[Swan-dev] "not rocket science" -- master that doesn't fail

D. Hugh Redelmeier hugh at mimosa.com
Wed Jan 21 21:03:03 EET 2015


| From: Antony Antony <antony at phenome.org>

| I wonder if libreswan code is ready for -Werror as a default. That might 
| break some builds easily.

And that's a very good thing!

 The last I checked we have a couple warnings 
| when compiling on 32bit ARM. 
| https://kojipkgs.fedoraproject.org//packages/libreswan/3.12/1.fc20/data/logs/armv7hl/build.log
| 
| These warnings don't show up on x86_64. May be these are easy to fix, but wonder how easy it is hunt them.

See how Andrew fixed some real bugs because he was informed about the
warnings?  That's a very very good thing.

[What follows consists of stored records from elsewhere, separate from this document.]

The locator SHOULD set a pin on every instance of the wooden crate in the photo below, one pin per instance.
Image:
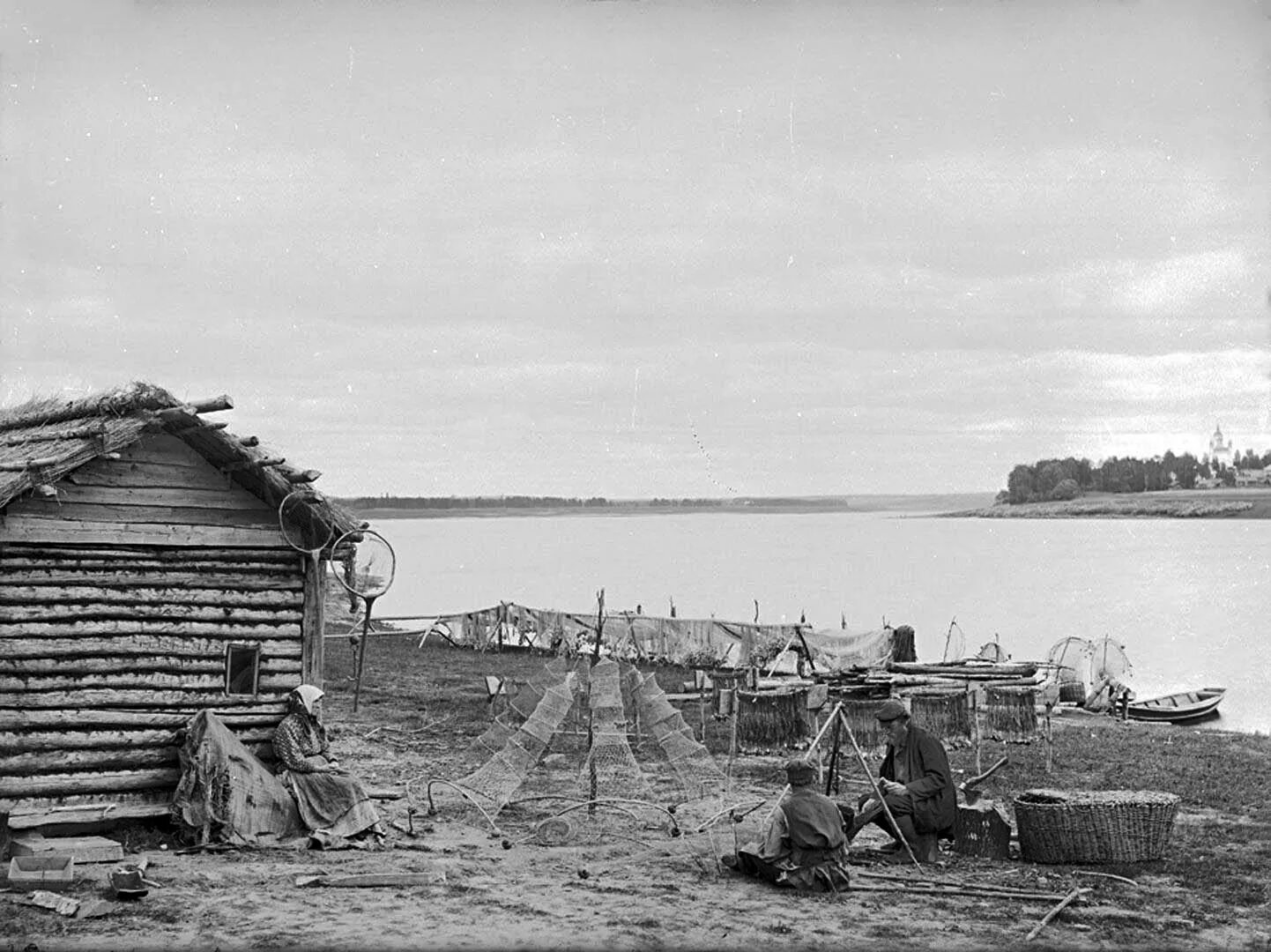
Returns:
(45, 872)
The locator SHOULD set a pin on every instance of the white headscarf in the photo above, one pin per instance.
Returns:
(308, 695)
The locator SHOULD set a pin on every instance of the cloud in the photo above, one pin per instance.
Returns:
(1178, 284)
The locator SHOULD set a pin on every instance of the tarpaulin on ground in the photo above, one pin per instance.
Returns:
(225, 793)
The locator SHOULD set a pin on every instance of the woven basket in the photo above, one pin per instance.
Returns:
(1095, 826)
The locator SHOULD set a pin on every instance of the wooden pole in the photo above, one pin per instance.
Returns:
(834, 758)
(837, 710)
(975, 721)
(1050, 744)
(1064, 903)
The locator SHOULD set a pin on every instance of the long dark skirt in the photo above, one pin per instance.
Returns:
(334, 804)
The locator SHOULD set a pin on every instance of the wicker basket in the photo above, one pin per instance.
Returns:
(1095, 826)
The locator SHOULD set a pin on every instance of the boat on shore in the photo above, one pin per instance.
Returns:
(1178, 708)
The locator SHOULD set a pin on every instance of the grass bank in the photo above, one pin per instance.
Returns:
(1176, 503)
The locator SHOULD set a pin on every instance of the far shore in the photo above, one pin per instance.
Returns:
(1173, 503)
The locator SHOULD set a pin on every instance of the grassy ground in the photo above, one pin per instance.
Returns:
(626, 883)
(1176, 503)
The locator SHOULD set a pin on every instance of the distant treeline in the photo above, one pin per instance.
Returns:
(1068, 478)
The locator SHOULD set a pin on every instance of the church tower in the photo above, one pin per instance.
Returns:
(1219, 449)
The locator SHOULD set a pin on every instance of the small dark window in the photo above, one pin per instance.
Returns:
(242, 669)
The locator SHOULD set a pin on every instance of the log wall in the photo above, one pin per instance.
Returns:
(117, 603)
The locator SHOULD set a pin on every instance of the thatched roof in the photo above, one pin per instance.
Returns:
(45, 439)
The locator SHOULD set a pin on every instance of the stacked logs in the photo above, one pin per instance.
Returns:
(107, 651)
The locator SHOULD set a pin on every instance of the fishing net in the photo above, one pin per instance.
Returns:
(695, 768)
(773, 718)
(610, 760)
(1011, 713)
(500, 777)
(519, 710)
(942, 712)
(1109, 661)
(368, 563)
(1070, 658)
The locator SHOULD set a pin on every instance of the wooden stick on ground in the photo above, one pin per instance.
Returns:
(1055, 911)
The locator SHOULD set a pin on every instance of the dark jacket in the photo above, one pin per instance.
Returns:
(814, 820)
(931, 783)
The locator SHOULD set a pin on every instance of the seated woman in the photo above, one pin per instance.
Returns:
(332, 804)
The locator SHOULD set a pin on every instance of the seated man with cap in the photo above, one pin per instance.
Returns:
(915, 783)
(805, 845)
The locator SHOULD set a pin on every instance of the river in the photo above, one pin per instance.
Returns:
(1186, 598)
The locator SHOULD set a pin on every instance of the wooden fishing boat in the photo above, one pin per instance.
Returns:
(1179, 707)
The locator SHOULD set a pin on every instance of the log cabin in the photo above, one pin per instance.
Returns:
(144, 576)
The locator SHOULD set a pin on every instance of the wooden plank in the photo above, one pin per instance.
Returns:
(131, 758)
(144, 652)
(29, 688)
(141, 474)
(313, 624)
(28, 814)
(71, 614)
(20, 528)
(164, 448)
(93, 596)
(16, 742)
(191, 496)
(227, 628)
(103, 577)
(88, 782)
(146, 698)
(84, 718)
(281, 554)
(175, 515)
(138, 664)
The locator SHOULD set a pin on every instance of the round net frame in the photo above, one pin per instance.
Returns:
(1110, 661)
(370, 563)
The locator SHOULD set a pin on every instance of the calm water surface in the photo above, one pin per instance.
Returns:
(1187, 599)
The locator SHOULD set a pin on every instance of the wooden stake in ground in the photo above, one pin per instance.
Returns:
(1050, 742)
(1055, 911)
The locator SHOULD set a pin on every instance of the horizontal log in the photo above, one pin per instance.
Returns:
(29, 741)
(28, 688)
(20, 651)
(279, 553)
(88, 718)
(25, 816)
(79, 667)
(102, 577)
(27, 528)
(92, 598)
(218, 515)
(143, 698)
(132, 758)
(88, 782)
(71, 614)
(229, 628)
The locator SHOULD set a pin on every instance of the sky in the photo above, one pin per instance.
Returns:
(638, 248)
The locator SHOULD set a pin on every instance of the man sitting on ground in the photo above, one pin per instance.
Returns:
(805, 845)
(915, 783)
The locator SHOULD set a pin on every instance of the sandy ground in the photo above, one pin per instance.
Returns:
(618, 881)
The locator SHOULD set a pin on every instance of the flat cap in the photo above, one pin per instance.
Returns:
(890, 710)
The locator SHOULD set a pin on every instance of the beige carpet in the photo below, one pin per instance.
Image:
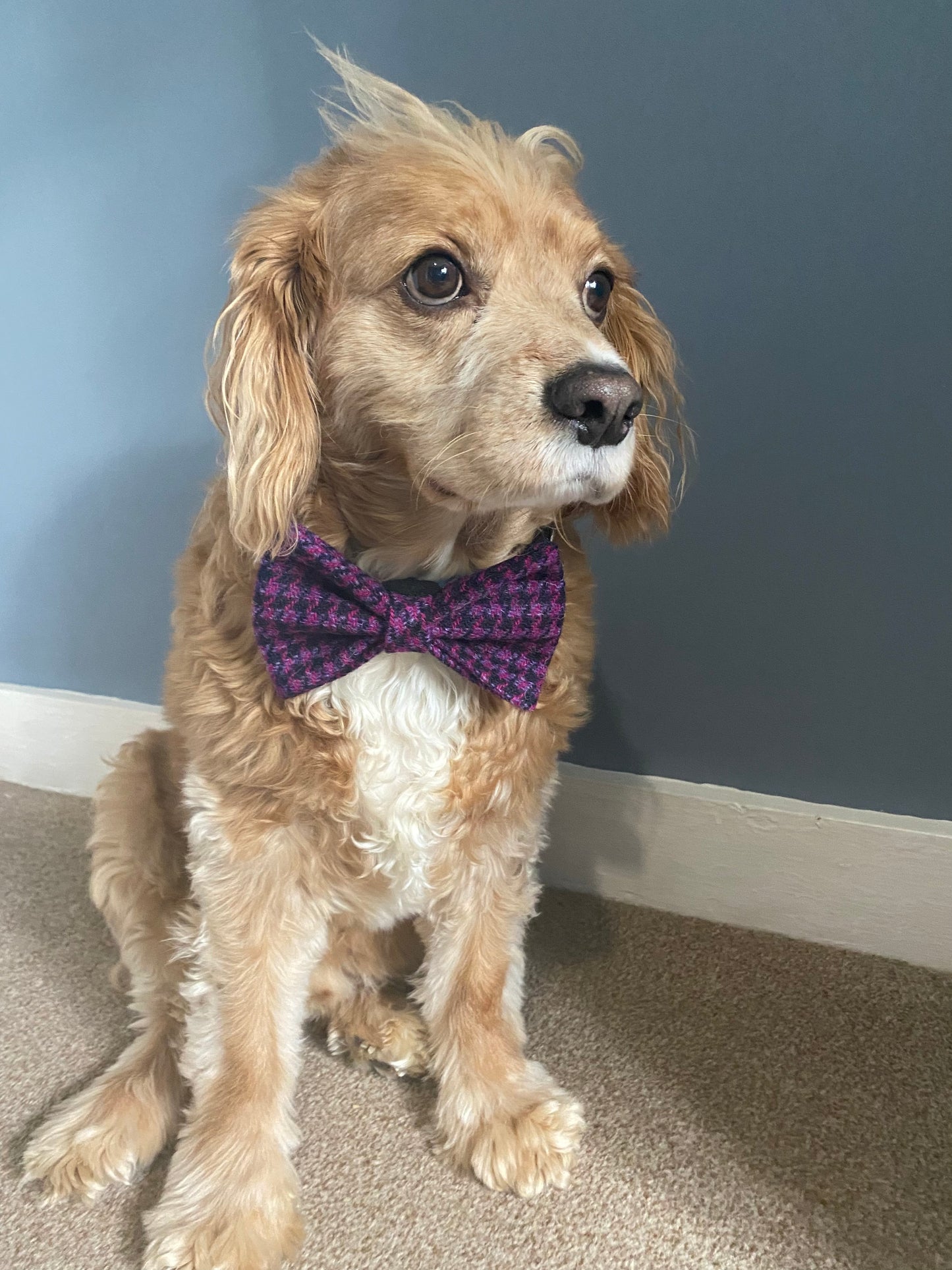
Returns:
(753, 1101)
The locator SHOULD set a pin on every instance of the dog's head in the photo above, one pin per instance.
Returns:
(433, 297)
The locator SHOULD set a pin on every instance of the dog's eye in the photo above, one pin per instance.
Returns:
(434, 279)
(596, 293)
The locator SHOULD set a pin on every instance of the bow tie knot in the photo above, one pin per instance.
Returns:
(406, 625)
(318, 616)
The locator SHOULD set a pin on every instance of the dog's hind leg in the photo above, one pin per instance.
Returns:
(357, 989)
(122, 1120)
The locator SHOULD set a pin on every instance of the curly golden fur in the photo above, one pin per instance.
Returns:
(266, 860)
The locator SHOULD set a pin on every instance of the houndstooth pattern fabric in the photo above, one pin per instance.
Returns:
(318, 616)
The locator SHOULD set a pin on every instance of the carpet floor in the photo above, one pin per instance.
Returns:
(754, 1103)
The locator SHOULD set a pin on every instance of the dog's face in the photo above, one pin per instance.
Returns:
(465, 330)
(435, 294)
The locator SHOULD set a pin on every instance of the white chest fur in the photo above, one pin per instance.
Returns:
(408, 714)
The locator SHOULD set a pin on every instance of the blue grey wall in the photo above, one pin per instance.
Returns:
(779, 173)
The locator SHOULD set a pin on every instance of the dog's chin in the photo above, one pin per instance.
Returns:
(553, 496)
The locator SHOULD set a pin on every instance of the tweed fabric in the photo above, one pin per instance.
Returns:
(319, 616)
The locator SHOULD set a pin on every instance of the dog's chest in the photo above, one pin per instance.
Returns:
(408, 714)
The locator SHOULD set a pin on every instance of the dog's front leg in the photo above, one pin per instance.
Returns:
(498, 1113)
(230, 1200)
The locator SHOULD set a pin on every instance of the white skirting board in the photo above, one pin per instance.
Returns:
(865, 880)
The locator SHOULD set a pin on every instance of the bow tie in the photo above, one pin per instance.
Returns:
(318, 616)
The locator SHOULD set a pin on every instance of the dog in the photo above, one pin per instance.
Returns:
(431, 353)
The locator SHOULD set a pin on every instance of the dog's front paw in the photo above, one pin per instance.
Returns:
(524, 1149)
(105, 1134)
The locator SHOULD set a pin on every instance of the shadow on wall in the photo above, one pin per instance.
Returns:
(101, 573)
(603, 741)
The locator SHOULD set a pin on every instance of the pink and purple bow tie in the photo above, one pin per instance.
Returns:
(318, 616)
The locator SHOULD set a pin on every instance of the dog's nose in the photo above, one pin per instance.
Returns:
(600, 401)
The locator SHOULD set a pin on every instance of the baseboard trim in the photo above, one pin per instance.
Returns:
(60, 741)
(864, 880)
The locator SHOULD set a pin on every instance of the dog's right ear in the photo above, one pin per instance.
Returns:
(260, 388)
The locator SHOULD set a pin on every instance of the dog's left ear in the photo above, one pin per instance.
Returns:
(260, 382)
(644, 505)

| Also while developing/debugging, sometimes, I want to build ignoring the 
| warnings. That would mean disabling -Werror my Makefile.inc.local :)

Warnings are a great way to "fail fast" (I'm trying to learn
fashionable terminology).

They tell you you've got something wrong without having to execute the
code.  Often they tell you things that you might not even learn from
execution.

I actually don't care a lot about -Werror for myself because my own
processes don't ignore warnings.  (I run make under JOVE and it takes
me to each point of code that elicits a diagnostic, warning or error.)

I want you guys to care about warnings because I don't want anything
with warnings to be checked in.  You may have noticed that I've
cleaned up a number of warnings that were caused by other people's
commits.

I want -Werror to rub our nose in portability bugs because I only test
on one architecture.

If you need to turn off -Werror, you can do so.  But that should be
a rare case and we should not optimize for it.

Summary: we should not ignore warnings; --Werror "encourages" that.

Admission: some warnings can be wrong.  clang's in particular.  Maybe
we could not live with -Werror if we were using clang.